There are many more output files, which can be useful depending on the analysis you want to do. But these are the main ones we will focus on for now.
3.4 Quality report
The MultiQC report generated by nf-core/chipseq
contains a range of visualisations and metrics that can be used to assess the quality of our samples, from the sequencing reads, to the mapping all the way down to the peak calling.
3.4.1 Read quality
The first few sections of the report show:
- The results of the FastQC software (both before and after quality filtering), reporting average read quality, adapter contamination, GC content of our reads, amongst others. See the FastQC documentation for full details.
- A summary of the results from running the
cutadapt
software, which is used for quality-filtering of our reads and trimming adapter contaminations.
Nowadays sequences tend to be very high quality, so it is unusual to have serious problems at this stage. However, if a very high fraction of your reads was filtered out, you should revisit what may have happened during library preparation and sequencing.
3.4.2 Mapping quality
In terms of mapping quality, we want to look out for:
- What fraction of reads mapped to the genome?
- How many reads are mapped to the genome after de-duplication? ENCODE’s guidelines suggest having 10-20M reads for narrow peaks and 40-50M reads for broader peaks.

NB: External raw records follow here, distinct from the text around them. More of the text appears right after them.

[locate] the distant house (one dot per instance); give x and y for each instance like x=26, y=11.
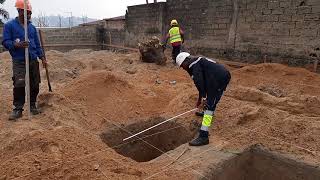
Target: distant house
x=109, y=23
x=115, y=22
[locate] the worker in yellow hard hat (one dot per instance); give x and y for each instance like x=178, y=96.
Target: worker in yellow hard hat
x=211, y=79
x=176, y=38
x=14, y=41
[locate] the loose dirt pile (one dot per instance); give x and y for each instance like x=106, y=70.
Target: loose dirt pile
x=98, y=96
x=152, y=52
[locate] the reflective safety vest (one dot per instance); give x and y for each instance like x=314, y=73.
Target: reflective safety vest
x=175, y=35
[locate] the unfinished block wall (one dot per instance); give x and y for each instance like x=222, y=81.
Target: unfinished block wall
x=207, y=23
x=143, y=22
x=282, y=29
x=75, y=35
x=244, y=30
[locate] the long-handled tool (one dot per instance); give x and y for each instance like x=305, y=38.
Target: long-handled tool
x=160, y=124
x=46, y=67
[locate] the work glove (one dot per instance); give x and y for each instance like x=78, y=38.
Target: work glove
x=201, y=103
x=163, y=47
x=44, y=61
x=21, y=44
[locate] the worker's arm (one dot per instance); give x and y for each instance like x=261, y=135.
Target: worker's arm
x=165, y=40
x=40, y=52
x=37, y=43
x=8, y=42
x=197, y=76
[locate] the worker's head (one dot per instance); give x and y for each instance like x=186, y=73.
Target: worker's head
x=174, y=22
x=20, y=7
x=181, y=59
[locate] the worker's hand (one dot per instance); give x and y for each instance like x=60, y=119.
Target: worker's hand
x=21, y=44
x=201, y=103
x=44, y=61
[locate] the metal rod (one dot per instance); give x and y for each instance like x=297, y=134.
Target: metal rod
x=44, y=53
x=27, y=76
x=159, y=124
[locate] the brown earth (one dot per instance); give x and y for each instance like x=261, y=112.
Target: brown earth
x=98, y=92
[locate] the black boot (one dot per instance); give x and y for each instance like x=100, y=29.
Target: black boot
x=15, y=114
x=34, y=110
x=200, y=113
x=201, y=140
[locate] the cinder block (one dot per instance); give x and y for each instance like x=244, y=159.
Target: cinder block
x=304, y=10
x=278, y=11
x=285, y=18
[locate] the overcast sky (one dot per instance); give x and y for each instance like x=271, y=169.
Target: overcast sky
x=98, y=9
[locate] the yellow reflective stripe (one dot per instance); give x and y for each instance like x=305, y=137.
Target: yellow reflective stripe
x=175, y=35
x=207, y=120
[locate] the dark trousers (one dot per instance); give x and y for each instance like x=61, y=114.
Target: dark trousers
x=175, y=51
x=18, y=78
x=214, y=95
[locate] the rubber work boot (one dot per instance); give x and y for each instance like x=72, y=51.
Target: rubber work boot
x=15, y=114
x=200, y=113
x=201, y=140
x=34, y=110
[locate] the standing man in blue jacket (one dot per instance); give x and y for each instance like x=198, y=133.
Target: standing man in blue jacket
x=13, y=40
x=211, y=80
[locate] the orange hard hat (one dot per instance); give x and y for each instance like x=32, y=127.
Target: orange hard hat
x=20, y=5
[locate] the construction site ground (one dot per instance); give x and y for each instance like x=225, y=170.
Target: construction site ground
x=101, y=97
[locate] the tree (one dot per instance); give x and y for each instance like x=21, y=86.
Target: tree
x=3, y=12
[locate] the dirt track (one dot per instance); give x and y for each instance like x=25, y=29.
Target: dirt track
x=98, y=92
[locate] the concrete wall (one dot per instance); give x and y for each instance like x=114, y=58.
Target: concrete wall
x=114, y=24
x=242, y=30
x=75, y=35
x=282, y=29
x=143, y=22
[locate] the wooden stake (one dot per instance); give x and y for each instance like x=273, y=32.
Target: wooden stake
x=27, y=76
x=315, y=65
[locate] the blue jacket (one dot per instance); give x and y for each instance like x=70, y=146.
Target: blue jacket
x=208, y=76
x=14, y=31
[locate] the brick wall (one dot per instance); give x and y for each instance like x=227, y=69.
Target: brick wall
x=207, y=23
x=282, y=29
x=244, y=30
x=144, y=21
x=75, y=35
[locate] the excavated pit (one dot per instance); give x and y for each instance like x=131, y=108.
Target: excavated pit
x=155, y=142
x=260, y=164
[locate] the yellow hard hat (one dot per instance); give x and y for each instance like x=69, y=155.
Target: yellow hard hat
x=174, y=22
x=20, y=5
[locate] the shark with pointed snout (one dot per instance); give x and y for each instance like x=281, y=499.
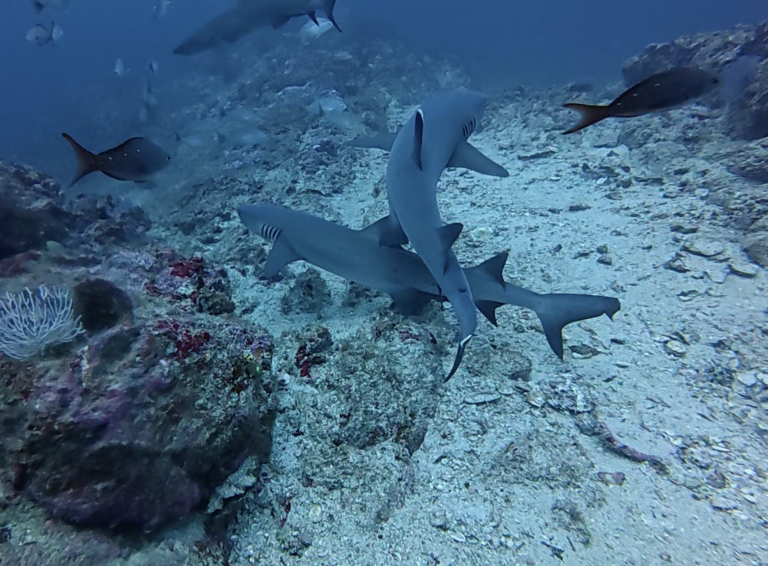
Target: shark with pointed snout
x=434, y=138
x=248, y=16
x=356, y=255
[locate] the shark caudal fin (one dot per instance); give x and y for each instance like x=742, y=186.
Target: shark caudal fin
x=418, y=136
x=466, y=156
x=87, y=162
x=327, y=7
x=557, y=311
x=590, y=114
x=459, y=356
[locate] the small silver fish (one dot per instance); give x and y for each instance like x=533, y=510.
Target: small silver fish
x=39, y=35
x=136, y=159
x=56, y=32
x=120, y=69
x=148, y=96
x=161, y=9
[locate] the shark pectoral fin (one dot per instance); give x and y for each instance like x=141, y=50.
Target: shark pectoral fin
x=449, y=233
x=418, y=137
x=488, y=308
x=459, y=356
x=410, y=301
x=391, y=234
x=557, y=311
x=495, y=268
x=281, y=255
x=467, y=156
x=383, y=141
x=280, y=22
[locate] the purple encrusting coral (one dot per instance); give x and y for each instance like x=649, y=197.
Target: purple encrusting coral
x=137, y=422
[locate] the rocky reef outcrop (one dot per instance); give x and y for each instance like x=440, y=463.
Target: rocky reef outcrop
x=137, y=421
x=747, y=101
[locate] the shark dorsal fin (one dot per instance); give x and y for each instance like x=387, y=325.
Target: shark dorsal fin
x=382, y=140
x=377, y=228
x=495, y=267
x=488, y=308
x=449, y=233
x=418, y=136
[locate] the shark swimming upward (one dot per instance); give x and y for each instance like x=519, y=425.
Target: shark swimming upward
x=357, y=256
x=434, y=138
x=248, y=16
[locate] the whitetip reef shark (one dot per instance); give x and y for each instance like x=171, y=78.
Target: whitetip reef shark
x=434, y=138
x=356, y=255
x=248, y=16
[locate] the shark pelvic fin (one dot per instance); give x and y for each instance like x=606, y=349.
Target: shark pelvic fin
x=488, y=308
x=418, y=136
x=459, y=356
x=467, y=156
x=281, y=255
x=449, y=233
x=327, y=7
x=495, y=267
x=410, y=301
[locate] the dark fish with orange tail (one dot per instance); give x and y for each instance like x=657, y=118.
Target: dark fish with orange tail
x=658, y=92
x=136, y=159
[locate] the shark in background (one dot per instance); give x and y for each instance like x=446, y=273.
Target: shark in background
x=248, y=16
x=356, y=255
x=434, y=138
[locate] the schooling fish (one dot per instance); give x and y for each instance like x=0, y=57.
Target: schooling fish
x=658, y=92
x=41, y=35
x=134, y=160
x=248, y=16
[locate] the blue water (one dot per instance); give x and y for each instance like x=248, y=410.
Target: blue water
x=46, y=90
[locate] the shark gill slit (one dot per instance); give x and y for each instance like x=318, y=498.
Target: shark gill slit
x=270, y=232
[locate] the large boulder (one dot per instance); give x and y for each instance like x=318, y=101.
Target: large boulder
x=747, y=113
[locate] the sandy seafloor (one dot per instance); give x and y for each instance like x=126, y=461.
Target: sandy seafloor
x=508, y=471
x=384, y=464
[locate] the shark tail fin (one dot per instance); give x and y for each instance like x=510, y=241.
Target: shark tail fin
x=459, y=356
x=590, y=114
x=327, y=7
x=557, y=311
x=87, y=162
x=418, y=136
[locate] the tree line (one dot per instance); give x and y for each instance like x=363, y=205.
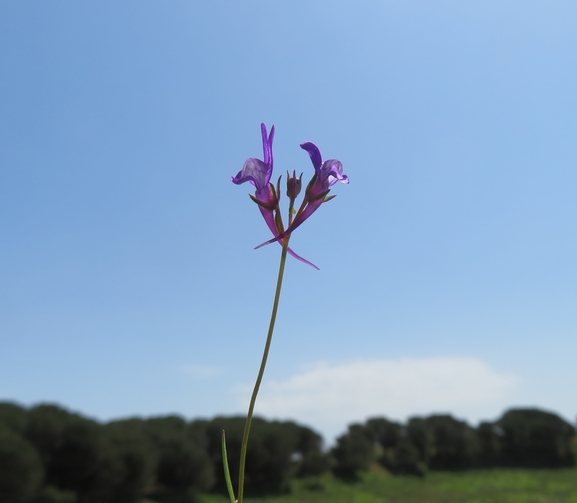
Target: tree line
x=51, y=455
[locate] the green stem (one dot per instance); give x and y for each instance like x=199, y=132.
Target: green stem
x=244, y=445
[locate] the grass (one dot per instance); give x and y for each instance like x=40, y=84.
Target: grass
x=480, y=486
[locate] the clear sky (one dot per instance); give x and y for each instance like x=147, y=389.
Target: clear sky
x=448, y=280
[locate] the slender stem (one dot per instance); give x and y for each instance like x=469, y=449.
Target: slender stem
x=244, y=445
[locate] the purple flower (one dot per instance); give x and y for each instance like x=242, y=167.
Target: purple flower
x=326, y=175
x=258, y=173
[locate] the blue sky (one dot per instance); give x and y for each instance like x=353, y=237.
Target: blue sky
x=448, y=282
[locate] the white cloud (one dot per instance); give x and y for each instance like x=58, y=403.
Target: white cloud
x=328, y=397
x=200, y=370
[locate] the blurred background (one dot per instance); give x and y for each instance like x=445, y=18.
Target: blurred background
x=447, y=283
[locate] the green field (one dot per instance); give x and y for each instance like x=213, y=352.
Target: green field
x=480, y=486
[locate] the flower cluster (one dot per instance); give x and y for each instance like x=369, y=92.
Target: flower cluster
x=267, y=196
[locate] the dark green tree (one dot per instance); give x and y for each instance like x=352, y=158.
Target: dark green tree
x=454, y=443
x=14, y=416
x=354, y=452
x=183, y=468
x=535, y=438
x=21, y=471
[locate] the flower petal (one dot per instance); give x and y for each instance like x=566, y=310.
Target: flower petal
x=332, y=171
x=255, y=171
x=314, y=154
x=267, y=145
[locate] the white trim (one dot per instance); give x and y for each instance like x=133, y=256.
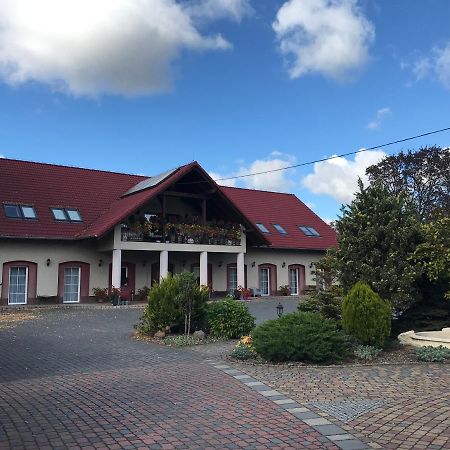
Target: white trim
x=268, y=282
x=26, y=284
x=79, y=283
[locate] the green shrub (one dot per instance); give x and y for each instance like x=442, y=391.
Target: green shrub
x=230, y=319
x=300, y=336
x=366, y=316
x=433, y=354
x=367, y=352
x=323, y=302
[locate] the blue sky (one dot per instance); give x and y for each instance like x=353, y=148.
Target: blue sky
x=237, y=85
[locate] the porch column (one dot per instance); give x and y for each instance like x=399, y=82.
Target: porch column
x=163, y=264
x=116, y=269
x=204, y=268
x=240, y=269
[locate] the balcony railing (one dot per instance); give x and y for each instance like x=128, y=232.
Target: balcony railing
x=183, y=233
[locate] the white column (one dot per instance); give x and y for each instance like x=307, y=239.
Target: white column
x=116, y=268
x=163, y=264
x=240, y=269
x=204, y=268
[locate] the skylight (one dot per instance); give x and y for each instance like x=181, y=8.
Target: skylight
x=66, y=214
x=19, y=212
x=262, y=228
x=279, y=228
x=309, y=231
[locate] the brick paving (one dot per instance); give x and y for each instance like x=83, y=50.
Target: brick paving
x=75, y=380
x=413, y=400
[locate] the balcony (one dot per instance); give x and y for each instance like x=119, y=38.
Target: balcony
x=226, y=234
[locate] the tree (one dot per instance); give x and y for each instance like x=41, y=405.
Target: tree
x=422, y=176
x=433, y=255
x=377, y=234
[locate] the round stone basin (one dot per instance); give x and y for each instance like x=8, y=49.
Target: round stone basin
x=426, y=338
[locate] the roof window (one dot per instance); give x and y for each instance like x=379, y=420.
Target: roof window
x=66, y=214
x=19, y=211
x=262, y=228
x=309, y=231
x=279, y=228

- What is the % of duplicated reads?
- What was our library complexity (complexity curve)?
3.4.3 ChIP Enrichment
This part of the QC report is more specific for ChIP-seq analysis. There are several quality metrics that can be used to assess the quality of the ChIP enrichment:
- Strand-shift correlation and the derived metrics NSC and RSC
- FRiP score
- Fingerprint plot
- Correlation between replicates and PCA - in the pipeline this is done with DESeq2 (but
deeptools
can do this also)
3.5 Visualising peaks in IGV
After thoroughly analysing our MultiQC report, it is also advisable to visually inspect the coverage tracks for our samples (including input controls). This can give us a good indication of whether our peaks are sharp or broad (or somewhat in-between), whether they tend to occur over gene bodies, promoters, or spread across the genome.
Although we can obtain this information from our MultiQC report, it is still advisable to perform this visual inspection of the data. For example, you can look at genes/regions where you expect binding to occur for your protein of interest, or where you expect differences due to the treatment/conditions you used (e.g. from previous experiments, literature, qPCR, …).